Brazil Breaks Free From Victim Narrative in Personal Journey

A few years ago, the author met an old friend and mentor for coffee. The author had recently become a director and was struggling with the transition. The author told the friend about the challenges of moving from a counseling role, which was about listening and connecting, to managing budgets, writing evaluations, and holding people accountable.

The author said, “I don’t know what I’m doing, and I feel like I’m bothering people every time I ask for help.” The friend listened and then said, “You’re seeing yourself as a victim. Like life is just happening to you and you’re waiting for it to stop.”

The author drove home with a headache, feeling the comment was unfair. But the word “victim” stayed with the author throughout the night. The author could not sleep and kept turning the word over in mind.

The author began to see a truth in the friend’s observation. The author had been holding onto grievances without expressing them and had been accumulating a sense of being wronged without trying to change things. The author pictured wearing a wooden sign around the neck with the word “Victim” on it.

The author realized that some part was choosing to wear that sign. Instead of feeling sorry, the author started asking what word to carry instead. The author considered words like hero, victor, agent, creator, survivor, and overcomer, but none felt right.

The word that came to the author was “Steward.” The author looked it up and learned that a steward is the keeper of the house, someone trusted to look after what belongs to a larger story.

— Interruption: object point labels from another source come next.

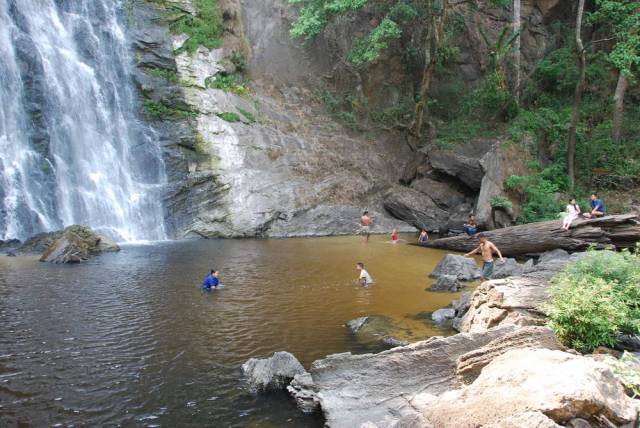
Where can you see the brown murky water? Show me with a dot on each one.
(131, 339)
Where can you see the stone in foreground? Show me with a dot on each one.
(463, 268)
(273, 373)
(562, 386)
(76, 244)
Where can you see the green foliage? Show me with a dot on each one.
(622, 17)
(368, 48)
(158, 110)
(500, 203)
(248, 115)
(205, 28)
(239, 61)
(316, 14)
(539, 190)
(230, 116)
(170, 75)
(596, 298)
(491, 100)
(228, 83)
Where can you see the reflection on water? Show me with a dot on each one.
(129, 338)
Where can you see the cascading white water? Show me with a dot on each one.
(72, 149)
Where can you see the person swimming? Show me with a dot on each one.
(211, 281)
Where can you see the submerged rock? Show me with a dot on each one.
(446, 283)
(377, 388)
(443, 316)
(562, 386)
(463, 268)
(271, 373)
(76, 244)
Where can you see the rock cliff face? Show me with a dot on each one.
(271, 162)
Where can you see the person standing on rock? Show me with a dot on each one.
(365, 279)
(365, 226)
(486, 248)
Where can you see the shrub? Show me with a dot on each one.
(595, 299)
(205, 28)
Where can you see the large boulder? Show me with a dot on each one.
(513, 300)
(76, 244)
(471, 363)
(415, 208)
(463, 268)
(499, 163)
(461, 162)
(560, 385)
(443, 194)
(271, 373)
(446, 283)
(376, 388)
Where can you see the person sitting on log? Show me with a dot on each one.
(471, 227)
(573, 211)
(597, 207)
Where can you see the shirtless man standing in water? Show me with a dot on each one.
(486, 248)
(365, 226)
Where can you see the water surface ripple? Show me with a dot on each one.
(130, 339)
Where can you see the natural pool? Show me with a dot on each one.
(130, 339)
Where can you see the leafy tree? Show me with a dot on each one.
(422, 21)
(621, 18)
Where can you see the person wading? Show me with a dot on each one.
(486, 248)
(365, 226)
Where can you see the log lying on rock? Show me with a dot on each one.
(621, 231)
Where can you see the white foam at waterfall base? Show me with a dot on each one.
(72, 149)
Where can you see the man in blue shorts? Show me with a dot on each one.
(211, 281)
(597, 207)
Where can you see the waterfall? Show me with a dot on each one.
(72, 148)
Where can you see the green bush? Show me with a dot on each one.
(205, 28)
(596, 298)
(228, 83)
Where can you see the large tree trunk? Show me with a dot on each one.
(577, 98)
(435, 35)
(621, 231)
(618, 106)
(516, 45)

The author saw that a victim is defined by what has been done to them, while a steward is defined by what they choose to do with it.

Years later, the challenges of leadership remain. A staff member recently asked for a formal meeting and said that the flexibility the author was giving others was making her job harder. She said it did not feel fair when people did not follow through and faced no consequences.

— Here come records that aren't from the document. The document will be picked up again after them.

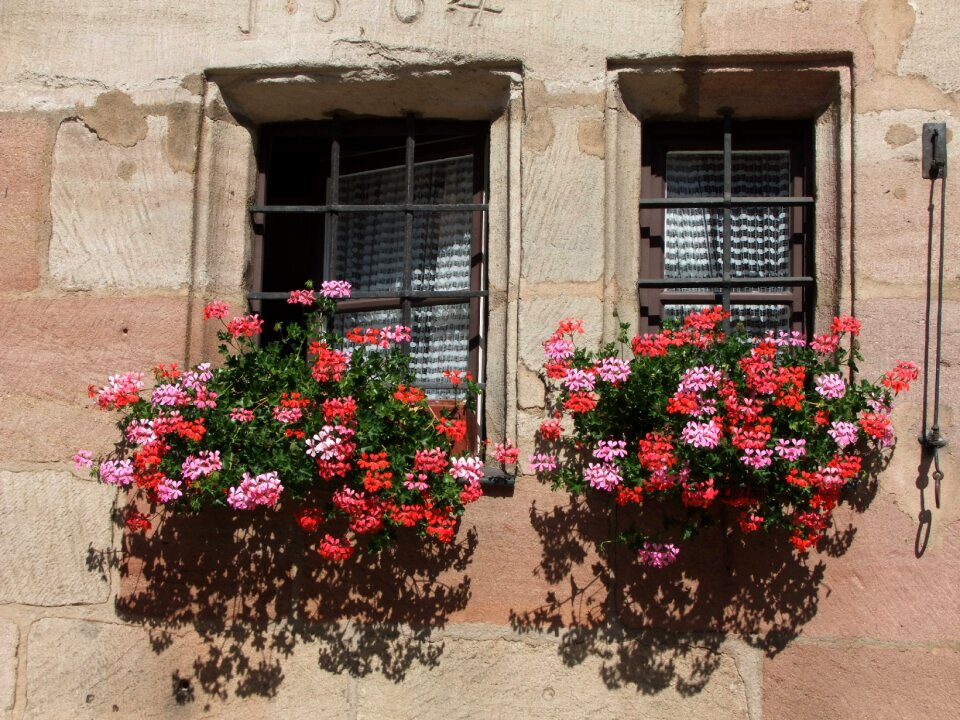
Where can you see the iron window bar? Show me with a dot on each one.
(803, 281)
(728, 202)
(733, 203)
(395, 207)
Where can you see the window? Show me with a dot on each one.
(726, 218)
(396, 207)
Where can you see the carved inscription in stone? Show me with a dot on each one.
(326, 10)
(408, 11)
(477, 7)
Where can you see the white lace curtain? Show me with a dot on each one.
(369, 253)
(760, 236)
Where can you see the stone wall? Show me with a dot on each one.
(126, 166)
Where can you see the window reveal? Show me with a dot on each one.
(725, 219)
(396, 207)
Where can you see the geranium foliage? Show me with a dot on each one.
(332, 426)
(694, 418)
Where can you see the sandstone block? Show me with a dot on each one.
(879, 589)
(50, 431)
(25, 146)
(122, 216)
(563, 205)
(543, 307)
(510, 678)
(112, 670)
(9, 641)
(861, 683)
(929, 46)
(51, 527)
(730, 26)
(57, 347)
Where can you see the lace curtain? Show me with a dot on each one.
(760, 236)
(369, 253)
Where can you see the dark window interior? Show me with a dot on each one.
(726, 218)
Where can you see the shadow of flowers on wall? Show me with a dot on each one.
(656, 628)
(253, 591)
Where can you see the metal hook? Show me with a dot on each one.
(937, 477)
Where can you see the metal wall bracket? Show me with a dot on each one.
(934, 150)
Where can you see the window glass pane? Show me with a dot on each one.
(760, 237)
(445, 181)
(442, 251)
(441, 335)
(366, 318)
(369, 251)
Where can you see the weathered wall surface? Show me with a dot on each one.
(125, 168)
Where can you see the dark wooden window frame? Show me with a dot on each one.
(358, 144)
(728, 136)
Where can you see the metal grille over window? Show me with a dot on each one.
(728, 227)
(397, 208)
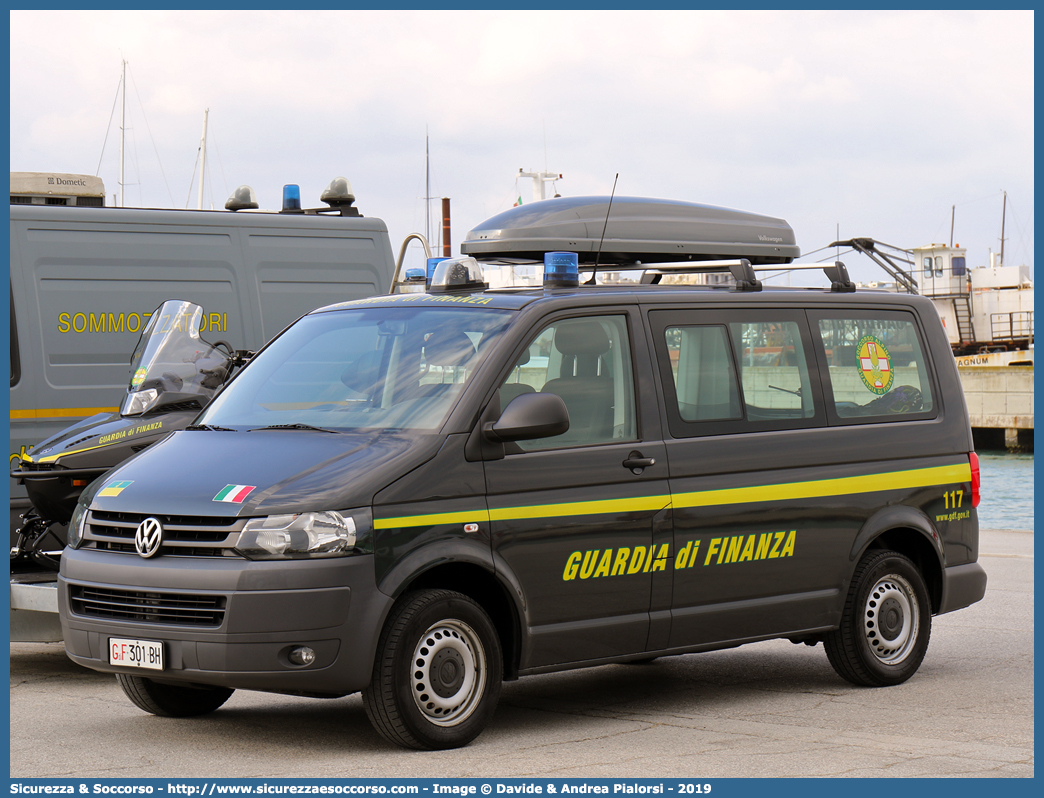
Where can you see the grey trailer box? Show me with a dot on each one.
(637, 230)
(84, 281)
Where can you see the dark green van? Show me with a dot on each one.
(421, 495)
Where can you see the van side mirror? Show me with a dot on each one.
(529, 416)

The author wanted to explain that the goal was to ease pressure and give people room to breathe. But the author recognized that this was the victim talking. A steward does not protect from hard feedback. The author told the staff member, “You’re right. And I’m grateful you came to me directly.”

The author said the feedback would help hold clearer limits and that people who do their work with excellence deserve a leader who protects that standard. The movement from victim to steward is an ongoing process. The author still stumbles and feels the sign settling back around the neck.

The author used to experience the difficulty of leadership as something happening, as evidence of not belonging. What shifted was the recognition that this season of life was asking something, not punishing. The author was being called into service, whether feeling ready or not.

The author now thinks about what it means to stop merely surviving life and start tending to it. The friend knew the author well enough to tell an uncomfortable truth. The author is no longer carrying that sign, or at least trying not to. On days when it feels like it is settling back, the author remembers the word that replaced it: steward.